真治は自分のことを心配していたのだ。「菜穂さん。最近、元気ないみたいだけど、何かあった?」の一言を言いだすのに、勇気が必要だったみたいだ。
菜穂はずるいなぁと思った。いつもは自分に対して適当な反応で、興味がないように振る舞うくせに、困っていたらちゃんと助けようとしてくれるんだもん。そんな風に対応されたら、嫌でも悩みを話してしまう。
「最近、同じ夢を毎日見るんだ」
菜穂は自分の悩みを話した。悩みを言葉にしてみると、不思議なことに、与太話に聞こえてきた。そんなわけないと冷静な自分がいる。夢が現実になるなんて。しかし、なら、どうしてこんな夢を毎日見るんだと苛立つ自分もいて、「でも、真治に何ができるの?」とついつい冷たく当たってしまった。
言ってから自分の過ちに気づく。菜穂は真治に対し申し訳なく思ったが、掛けるべき言葉が見当たらず、逃げるように背を向けた。
私って馬鹿だ、と菜穂がため息を吐いたとき、けたたましいクラクションの音が聞こえた。

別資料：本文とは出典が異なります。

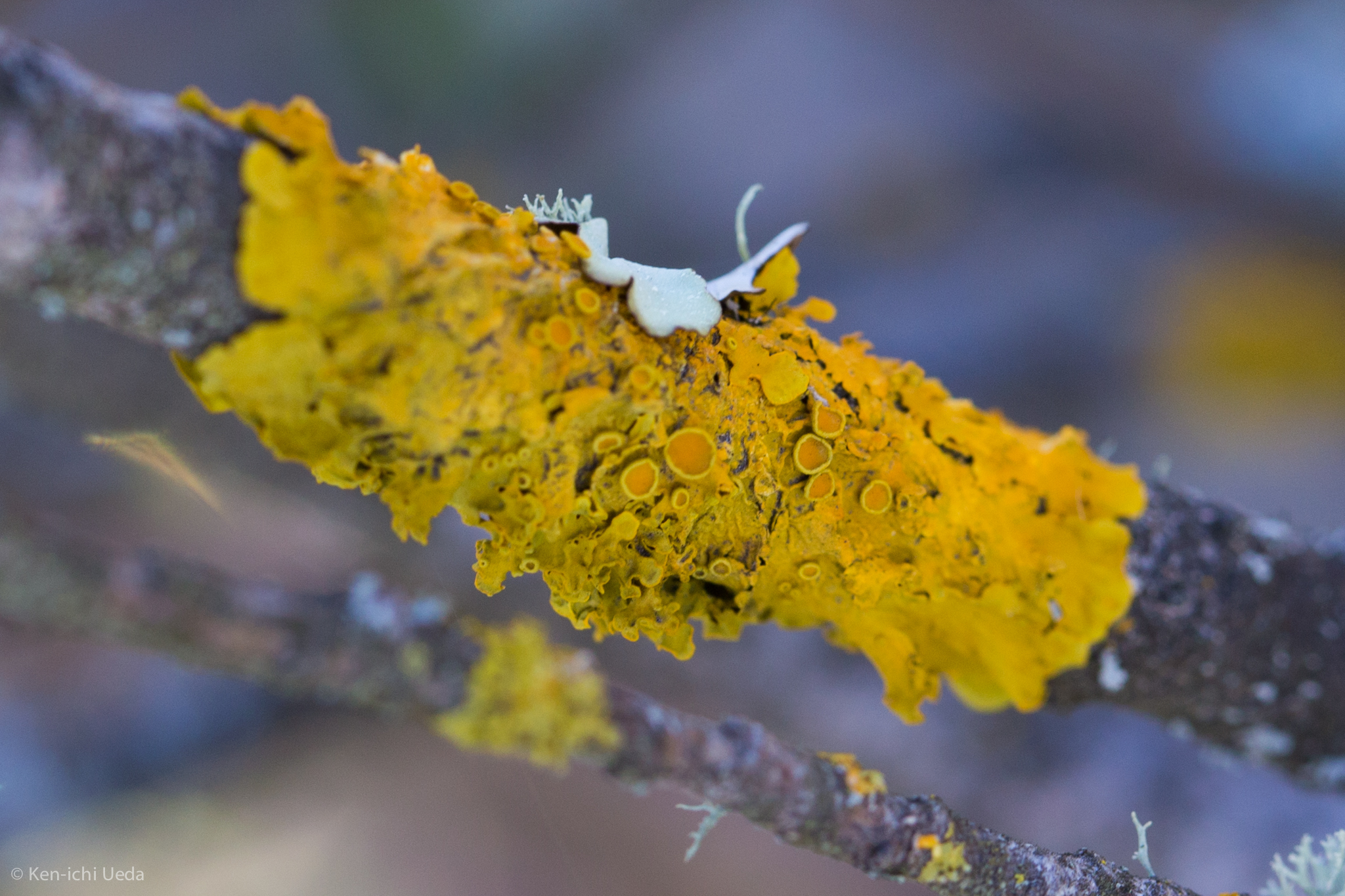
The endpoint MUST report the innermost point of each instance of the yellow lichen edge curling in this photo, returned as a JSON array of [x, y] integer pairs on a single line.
[[529, 698], [416, 355]]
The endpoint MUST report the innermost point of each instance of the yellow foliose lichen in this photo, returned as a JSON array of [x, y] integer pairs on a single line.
[[860, 781], [529, 698], [947, 861], [440, 354]]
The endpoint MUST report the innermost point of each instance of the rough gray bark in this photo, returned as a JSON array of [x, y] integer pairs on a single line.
[[116, 206], [351, 649], [1234, 637]]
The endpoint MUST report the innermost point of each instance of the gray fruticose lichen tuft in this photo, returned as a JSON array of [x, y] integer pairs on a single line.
[[1309, 874]]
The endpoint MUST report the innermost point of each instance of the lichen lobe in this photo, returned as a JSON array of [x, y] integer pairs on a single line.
[[439, 352]]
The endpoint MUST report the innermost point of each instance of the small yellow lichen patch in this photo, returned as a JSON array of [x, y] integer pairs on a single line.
[[690, 453], [946, 863], [154, 452], [811, 454], [409, 355], [604, 442], [527, 698], [857, 778], [586, 301], [827, 422], [778, 281], [643, 378], [822, 485], [876, 498], [560, 332]]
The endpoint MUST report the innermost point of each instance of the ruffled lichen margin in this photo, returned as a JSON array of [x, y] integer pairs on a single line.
[[439, 352]]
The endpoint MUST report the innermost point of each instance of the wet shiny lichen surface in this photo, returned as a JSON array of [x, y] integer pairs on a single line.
[[439, 352]]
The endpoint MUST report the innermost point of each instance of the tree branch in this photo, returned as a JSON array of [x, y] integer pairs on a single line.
[[123, 207], [1234, 637], [115, 205], [332, 648]]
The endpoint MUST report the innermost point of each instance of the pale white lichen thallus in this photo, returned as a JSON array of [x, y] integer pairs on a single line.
[[662, 299]]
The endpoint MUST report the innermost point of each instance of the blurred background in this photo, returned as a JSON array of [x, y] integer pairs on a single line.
[[1124, 215]]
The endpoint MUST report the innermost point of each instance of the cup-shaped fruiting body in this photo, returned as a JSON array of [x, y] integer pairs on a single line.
[[876, 498], [690, 453], [811, 454], [426, 347], [639, 480]]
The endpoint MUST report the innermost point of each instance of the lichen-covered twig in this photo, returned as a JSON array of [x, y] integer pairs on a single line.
[[1234, 629], [334, 648]]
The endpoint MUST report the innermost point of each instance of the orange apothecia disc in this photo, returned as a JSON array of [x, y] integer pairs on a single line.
[[811, 454], [640, 479], [690, 453]]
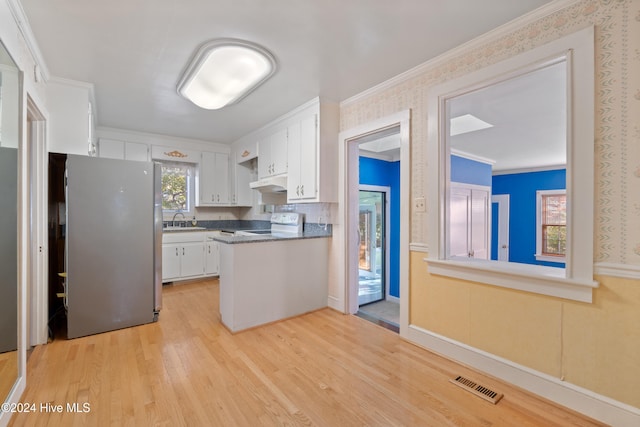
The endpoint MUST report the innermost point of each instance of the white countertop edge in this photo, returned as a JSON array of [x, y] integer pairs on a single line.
[[529, 278]]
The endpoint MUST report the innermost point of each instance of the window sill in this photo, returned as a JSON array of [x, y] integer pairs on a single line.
[[537, 279], [549, 258]]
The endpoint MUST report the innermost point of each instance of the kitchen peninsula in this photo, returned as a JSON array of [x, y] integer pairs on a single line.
[[266, 278]]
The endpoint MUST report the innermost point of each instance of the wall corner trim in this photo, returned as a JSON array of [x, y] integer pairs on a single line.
[[22, 22], [579, 399], [487, 37]]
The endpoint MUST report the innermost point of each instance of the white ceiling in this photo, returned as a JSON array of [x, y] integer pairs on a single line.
[[529, 117], [135, 51]]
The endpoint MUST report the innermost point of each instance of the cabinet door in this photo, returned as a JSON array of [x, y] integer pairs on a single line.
[[264, 158], [242, 176], [469, 218], [212, 258], [308, 158], [293, 174], [302, 183], [171, 255], [480, 206], [207, 178], [221, 178], [279, 152], [192, 263]]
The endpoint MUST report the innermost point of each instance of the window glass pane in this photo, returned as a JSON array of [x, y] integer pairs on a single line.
[[175, 187], [554, 220], [554, 210]]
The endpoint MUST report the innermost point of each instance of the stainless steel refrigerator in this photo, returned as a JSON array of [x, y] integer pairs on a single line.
[[113, 244]]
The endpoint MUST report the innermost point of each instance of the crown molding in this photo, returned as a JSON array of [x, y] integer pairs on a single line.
[[41, 70], [481, 40]]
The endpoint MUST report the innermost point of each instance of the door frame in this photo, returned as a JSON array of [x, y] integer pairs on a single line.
[[387, 227], [502, 200], [341, 293], [37, 288]]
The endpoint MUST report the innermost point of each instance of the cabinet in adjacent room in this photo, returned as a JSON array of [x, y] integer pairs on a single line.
[[71, 120], [469, 218], [214, 179]]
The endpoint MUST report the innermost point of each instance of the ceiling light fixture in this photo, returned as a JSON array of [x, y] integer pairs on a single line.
[[467, 123], [224, 71]]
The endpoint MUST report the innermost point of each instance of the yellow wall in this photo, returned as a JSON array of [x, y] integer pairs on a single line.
[[595, 346]]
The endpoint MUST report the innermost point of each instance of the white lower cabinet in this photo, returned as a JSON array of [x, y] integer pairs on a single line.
[[188, 255], [211, 255]]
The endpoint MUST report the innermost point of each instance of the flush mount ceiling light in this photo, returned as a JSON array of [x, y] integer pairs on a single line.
[[224, 71], [467, 123]]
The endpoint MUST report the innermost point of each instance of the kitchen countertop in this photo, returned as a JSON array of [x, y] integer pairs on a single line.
[[315, 234]]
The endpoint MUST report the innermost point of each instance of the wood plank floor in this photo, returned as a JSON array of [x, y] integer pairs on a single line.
[[320, 369]]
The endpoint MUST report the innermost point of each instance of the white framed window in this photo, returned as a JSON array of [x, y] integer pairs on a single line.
[[574, 280], [178, 187], [551, 225]]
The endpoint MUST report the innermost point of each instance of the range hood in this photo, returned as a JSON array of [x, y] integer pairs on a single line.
[[272, 184]]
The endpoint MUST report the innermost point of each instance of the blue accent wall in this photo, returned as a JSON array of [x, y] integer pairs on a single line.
[[522, 189], [470, 171], [387, 174]]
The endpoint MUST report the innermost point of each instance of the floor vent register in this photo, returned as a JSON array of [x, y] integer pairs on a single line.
[[477, 389]]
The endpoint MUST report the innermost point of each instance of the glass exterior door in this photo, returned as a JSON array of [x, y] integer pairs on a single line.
[[371, 265]]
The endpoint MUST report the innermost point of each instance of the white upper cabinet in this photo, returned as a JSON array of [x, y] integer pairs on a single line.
[[115, 149], [302, 182], [70, 117], [213, 179], [313, 155], [272, 152]]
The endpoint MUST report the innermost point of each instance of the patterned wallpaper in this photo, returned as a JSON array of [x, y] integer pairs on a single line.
[[617, 115]]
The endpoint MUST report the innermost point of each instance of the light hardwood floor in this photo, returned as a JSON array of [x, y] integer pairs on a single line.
[[322, 369]]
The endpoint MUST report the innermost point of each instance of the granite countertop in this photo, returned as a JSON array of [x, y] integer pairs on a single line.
[[311, 231], [313, 234]]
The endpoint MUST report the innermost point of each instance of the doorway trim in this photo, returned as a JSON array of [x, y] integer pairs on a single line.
[[387, 230], [341, 295], [502, 200], [37, 288]]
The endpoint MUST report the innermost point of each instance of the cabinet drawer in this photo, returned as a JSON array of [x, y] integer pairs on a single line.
[[186, 237]]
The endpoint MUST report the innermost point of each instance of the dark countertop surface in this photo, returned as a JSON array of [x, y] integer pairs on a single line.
[[270, 237], [311, 231]]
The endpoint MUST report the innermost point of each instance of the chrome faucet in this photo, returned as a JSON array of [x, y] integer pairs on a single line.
[[173, 221]]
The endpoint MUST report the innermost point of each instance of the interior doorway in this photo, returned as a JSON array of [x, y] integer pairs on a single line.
[[373, 248], [361, 146], [36, 153]]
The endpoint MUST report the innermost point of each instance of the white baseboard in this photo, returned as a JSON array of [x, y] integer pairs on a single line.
[[579, 399], [335, 303]]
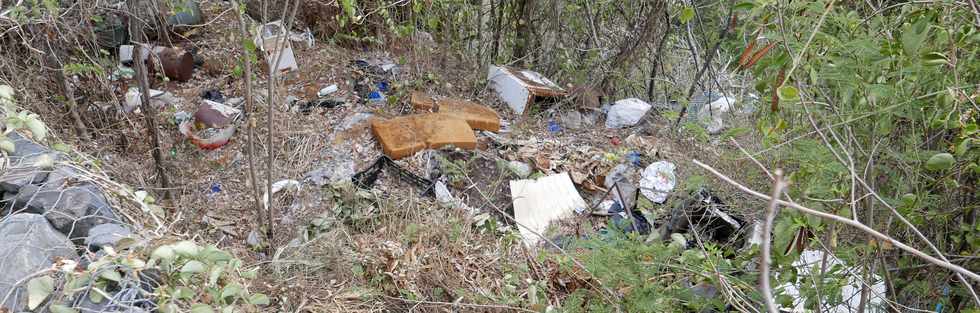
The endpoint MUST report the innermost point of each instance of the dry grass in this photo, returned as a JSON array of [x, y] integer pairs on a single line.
[[405, 248]]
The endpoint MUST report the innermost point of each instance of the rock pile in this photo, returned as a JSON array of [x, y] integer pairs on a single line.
[[49, 213]]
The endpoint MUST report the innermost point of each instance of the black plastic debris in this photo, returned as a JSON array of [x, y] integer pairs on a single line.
[[369, 176], [706, 214], [329, 103]]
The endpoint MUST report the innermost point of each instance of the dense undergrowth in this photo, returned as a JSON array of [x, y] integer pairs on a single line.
[[871, 109]]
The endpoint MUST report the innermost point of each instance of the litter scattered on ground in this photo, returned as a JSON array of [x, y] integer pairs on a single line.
[[158, 99], [713, 115], [326, 91], [626, 113], [339, 168], [658, 181], [476, 115], [809, 265], [213, 95], [446, 199], [285, 184], [271, 38], [707, 214], [520, 88], [403, 136], [538, 202], [213, 125]]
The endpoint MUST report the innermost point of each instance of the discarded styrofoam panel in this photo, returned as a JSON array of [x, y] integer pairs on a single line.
[[518, 88], [272, 36], [214, 114], [158, 99], [658, 181], [538, 202], [809, 265]]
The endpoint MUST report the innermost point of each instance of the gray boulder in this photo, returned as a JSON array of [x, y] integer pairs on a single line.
[[72, 209], [14, 179], [29, 245], [25, 150], [106, 235]]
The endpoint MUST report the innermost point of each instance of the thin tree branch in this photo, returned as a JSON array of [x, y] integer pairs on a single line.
[[771, 212], [844, 220]]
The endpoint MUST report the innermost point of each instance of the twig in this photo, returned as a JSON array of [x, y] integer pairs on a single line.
[[707, 62], [249, 120], [461, 304], [764, 287], [149, 112], [843, 220]]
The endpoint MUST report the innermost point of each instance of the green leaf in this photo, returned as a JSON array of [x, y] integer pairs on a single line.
[[38, 289], [963, 147], [935, 58], [58, 308], [747, 5], [111, 274], [686, 14], [7, 145], [201, 308], [186, 248], [231, 290], [183, 293], [940, 161], [164, 252], [6, 95], [37, 128], [788, 93], [258, 299], [193, 266], [215, 274], [914, 35]]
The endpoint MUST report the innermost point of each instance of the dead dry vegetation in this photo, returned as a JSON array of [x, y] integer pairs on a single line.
[[390, 245]]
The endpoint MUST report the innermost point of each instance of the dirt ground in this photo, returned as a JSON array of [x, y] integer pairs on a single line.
[[407, 236]]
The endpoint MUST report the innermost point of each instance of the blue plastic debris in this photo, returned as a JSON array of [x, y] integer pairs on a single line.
[[633, 157], [553, 127], [376, 96], [215, 188]]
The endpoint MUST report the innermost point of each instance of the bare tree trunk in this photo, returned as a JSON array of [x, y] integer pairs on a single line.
[[149, 112], [54, 62], [659, 57], [498, 29], [627, 49], [522, 38], [250, 121]]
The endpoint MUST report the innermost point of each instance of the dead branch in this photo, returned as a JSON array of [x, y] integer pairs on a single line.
[[843, 220], [771, 212]]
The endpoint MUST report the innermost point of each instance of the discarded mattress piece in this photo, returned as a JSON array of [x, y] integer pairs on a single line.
[[658, 181], [478, 116], [273, 39], [808, 267], [713, 114], [626, 113], [519, 88], [212, 125], [405, 135], [538, 202]]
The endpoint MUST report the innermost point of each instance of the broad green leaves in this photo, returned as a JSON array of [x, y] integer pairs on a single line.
[[940, 162], [38, 289], [687, 13]]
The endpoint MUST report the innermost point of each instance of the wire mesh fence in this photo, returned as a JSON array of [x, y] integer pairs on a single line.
[[57, 225]]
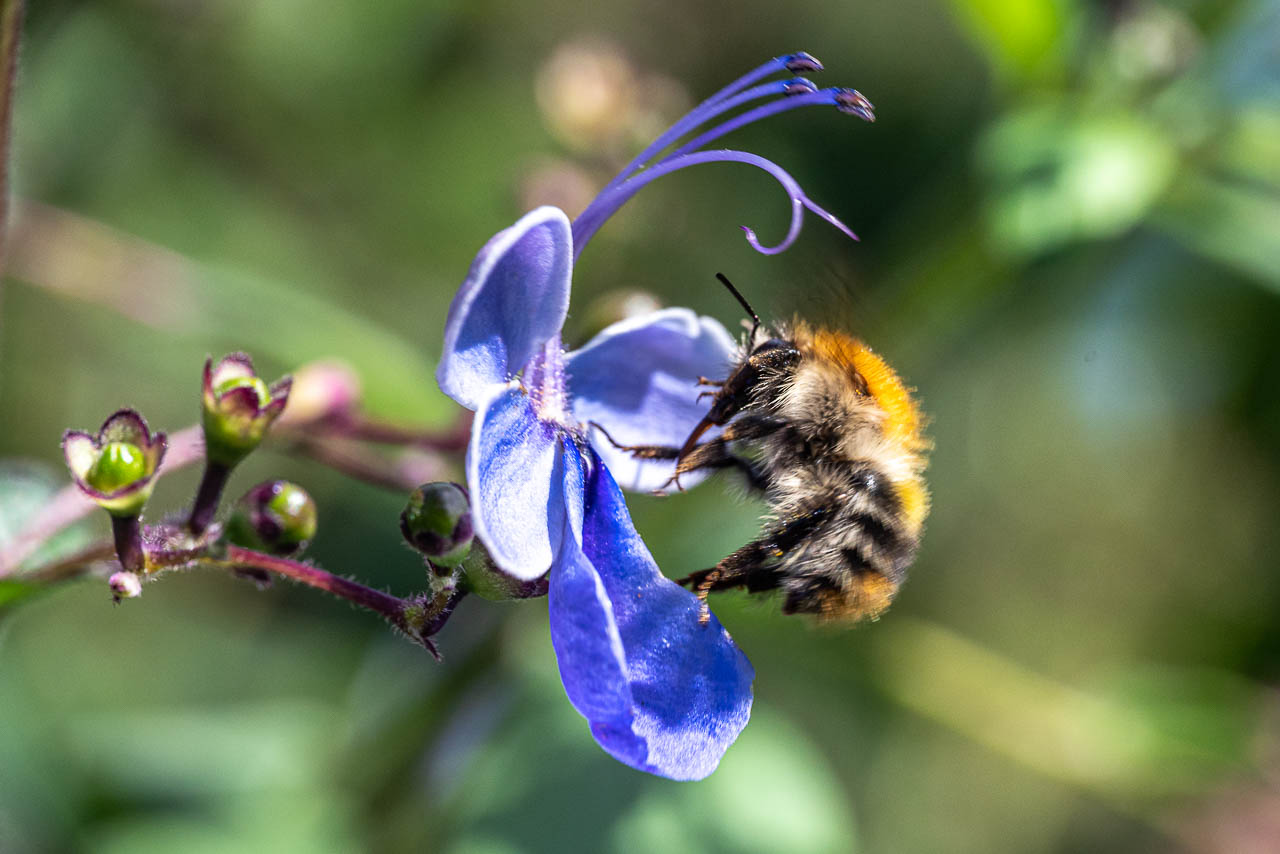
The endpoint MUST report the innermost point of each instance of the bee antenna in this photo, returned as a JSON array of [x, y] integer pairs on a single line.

それからの数秒間、真治の胸の中で、不吉な音を聞き続けた。
「もう、大丈夫だ」
と真治に言われ、辺りを見回す。真治は大丈夫と言ったが、本当に大丈夫なのだろうか。そんな不安を覚えてしまう惨状が目の前に広がっていた。
やはりあの夢は現実になる。自分の大切な人が。
「菜穂さん」
ドキッとする。目の前に真治の顔がある。どうした、急に。
「俺、わかったんだ。菜穂さんのためにできること。確かに俺は、司教みたいに、菜穂さんが抱える悩みを解決できるような気の利いたことは言えない。でも俺は、体を張って菜穂さんを守ることができる。今も大事故から菜穂さんを守ることができた。それが、俺ができることなんだ。体を張って菜穂さんを守る。受け入れ難き運命が、菜穂さんに牙をむくつもりなら、俺がその牙をへし折ってやる。だから、困ったら、俺を頼れ。俺が菜穂さんを守るから」
正直、何を言っているのかわからなかった。だって、真治の顔が近いんだもん。それどころじゃない。でも、「守る」というセリフと真剣な目つき、そして身を挺して自分を守ってくれたことから、菜穂は真治の気持ちがわかった。
真治は多分、私のことが――なのだ。
だから、こんなにも一生懸命、自分を守ってくれたのだ。そう考えたら嬉しくなって、そして、それから、それから……。
それから、どうなったんだっけ?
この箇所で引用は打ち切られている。